In patients who received BoNT-A injections into the musculus (m) palmaris longus, m. pronator teres, m. flexor carpi radialis, m. flexor carpi ulnaris, m. flexor digitorum profundus, and m. flexor digitorum superficialis, muscle thickness was measured using ultrasound from the proximal one-third of the volar side of the forearm. Measurements were taken before and one month after the application. The forearm muscles were at rest during the measurements. Muscle thickness was recorded by measuring the vertical distance between the subcutaneous tissue and the radius and ulna bone borders on the ultrasound image. Two measurements were taken, radial and ulnar side, and recorded in millimeters (Figure 1). Ultrasound measurements showed good to excellent intra-rater reliability (intraclass correlation coefficient= 0.89; 95% confidence interval: 0.80-0.94).

Secondary Outcomes

MAS: It involves scoring the amount of resistance that specific muscle groups offer to passive movement by manually moving the extremity. A 5-stage scale has been defined to rate resistance during passive muscle tension. Higher scores indicate greater levels of spasticity18.

Statistical Analysis

For statistics the SPSS 23 program was used. The normality of the data was assessed using the Shapiro-Wilk test. The mean, standard deviation, frequency, median, minimum and maximum values were recorded. The Paired Samples t-test was used to compare normally distributed data, while the Wilcoxon Signed-Rank test was used to compare non-normally distributed data. A p-value of less than 0.05 was considered statistically significant.

RESULTS

In this retrospective cross-sectional study, 20 patients (11 males, 9 females) were included. The mean age of the patients was 60 years. Other demographic data are presented in Table 1.  The muscles injected with BoNT-A and the mean dosages were indicated in the Table 2.

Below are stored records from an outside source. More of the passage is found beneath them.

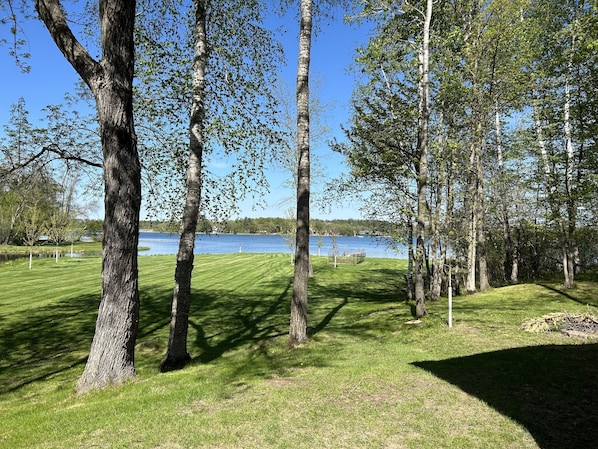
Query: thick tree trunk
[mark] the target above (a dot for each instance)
(481, 219)
(177, 355)
(111, 358)
(422, 164)
(298, 326)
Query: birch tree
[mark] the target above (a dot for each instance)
(298, 327)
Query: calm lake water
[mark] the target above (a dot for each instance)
(163, 243)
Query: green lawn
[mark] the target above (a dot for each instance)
(367, 379)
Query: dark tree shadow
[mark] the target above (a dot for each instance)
(46, 341)
(551, 390)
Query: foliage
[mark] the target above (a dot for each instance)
(240, 108)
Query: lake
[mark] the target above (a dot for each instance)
(163, 243)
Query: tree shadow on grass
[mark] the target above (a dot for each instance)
(46, 341)
(243, 320)
(551, 390)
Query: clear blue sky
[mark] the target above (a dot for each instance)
(333, 50)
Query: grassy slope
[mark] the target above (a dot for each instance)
(366, 379)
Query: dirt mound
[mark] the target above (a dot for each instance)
(581, 325)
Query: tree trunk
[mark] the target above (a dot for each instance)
(472, 236)
(410, 259)
(482, 262)
(111, 358)
(177, 355)
(298, 327)
(422, 164)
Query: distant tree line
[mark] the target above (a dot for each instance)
(277, 225)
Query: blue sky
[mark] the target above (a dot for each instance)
(333, 50)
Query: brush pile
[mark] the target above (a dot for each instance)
(581, 325)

Muscle thickness measurements, brunnstrom stages, and MAS scores were assessed before and one month after BoNT-A injections.

There was no significant change in the brunnstrom upper extremity stage before or after BoNT-A application (p>0.05). Similarly, the brunnstrom hand stage did not show any significant change (p>0.05) (Table 3).

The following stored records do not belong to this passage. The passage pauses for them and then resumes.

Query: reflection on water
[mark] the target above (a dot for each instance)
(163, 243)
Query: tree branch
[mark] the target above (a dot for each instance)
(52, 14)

No significant change in muscle thickness was observed in measurements taken from the proximal third of the ulnar side of the volar surface of the forearm before or after the injections (p=0.198). Similarly, no significant change in muscle thickness was observed in measurements taken from the proximal third of the radial side of the volar surface of the forearm (p=0.775) (Table 3).

Wrist Flexor Group Muscles: A significant decrease in spasticity levels was observed in this muscle group after BoNT-A application (p=0.001).

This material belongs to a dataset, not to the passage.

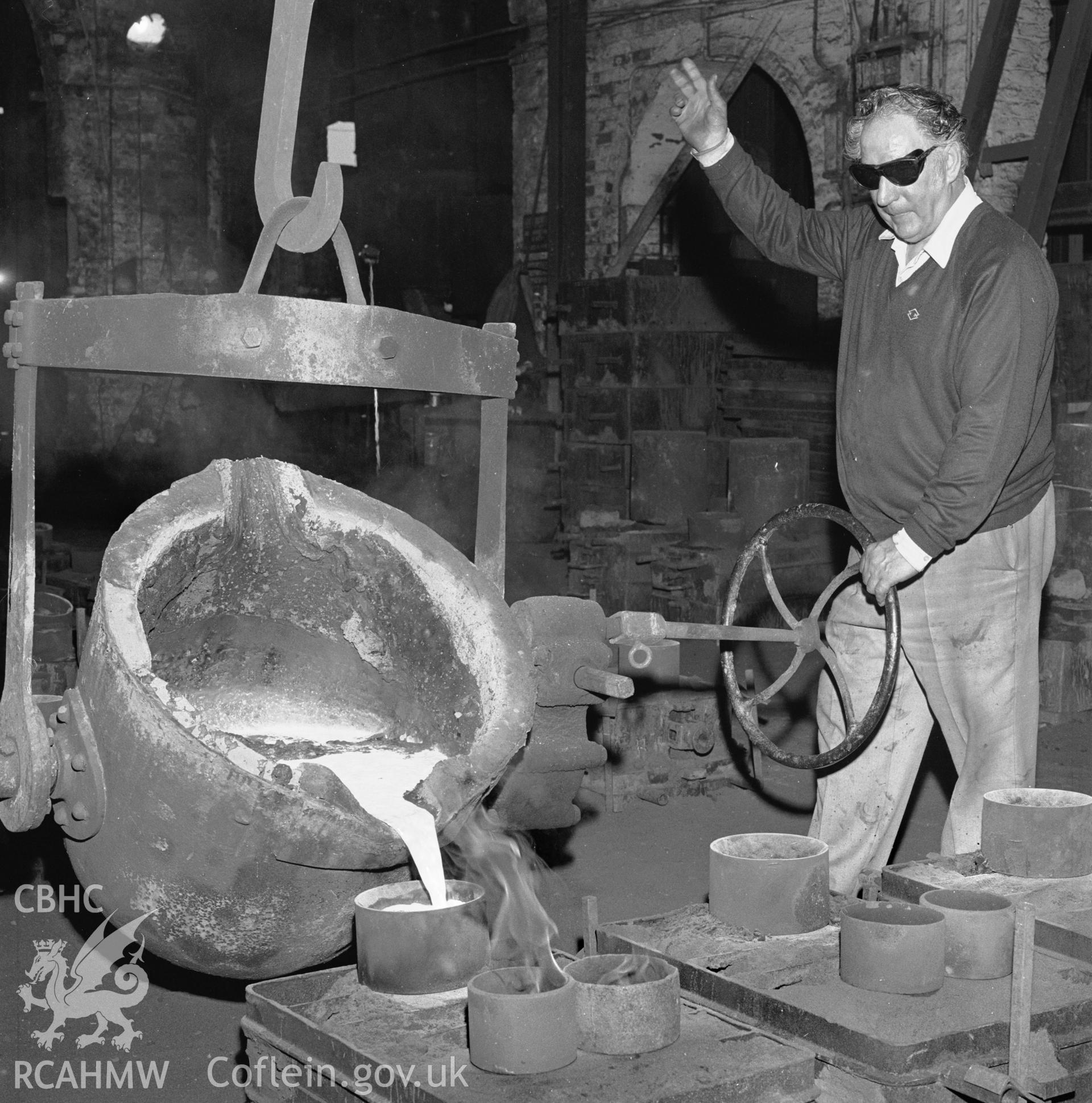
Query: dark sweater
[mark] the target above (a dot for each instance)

Finger Flexor Group Muscles: Similarly, a significant decrease in spasticity levels was observed in this muscle group after treatment. (p=0.001) (Table 3).

DISCUSSION

This study found that injecting BoNT-A into the upper extremity muscles of stroke patients significantly reduced spasticity after a 1-month follow-up, but did not significantly affect motor recovery or muscle thickness.

The use of BoNT-A the treatment of post-stroke spasticity is widely accepted in the literature19, 20. A study by Sun et al.14 demonstrated that BoNT-A was superior to placebo in reducing upper or lower limb spasticity after stroke. In a study conducted by Varvarousis et al.19, which evaluated lower limb spasticity (using MAS) and gait pattern (10-metre walk test) after stroke, it was observed that BoNT-A reduced the degree of lower limb spasticity. In this recent study, a significant decrease was observed in wrist and finger flexor spasticity levels, as assessed by MAS, in patients treated with BoNT-A.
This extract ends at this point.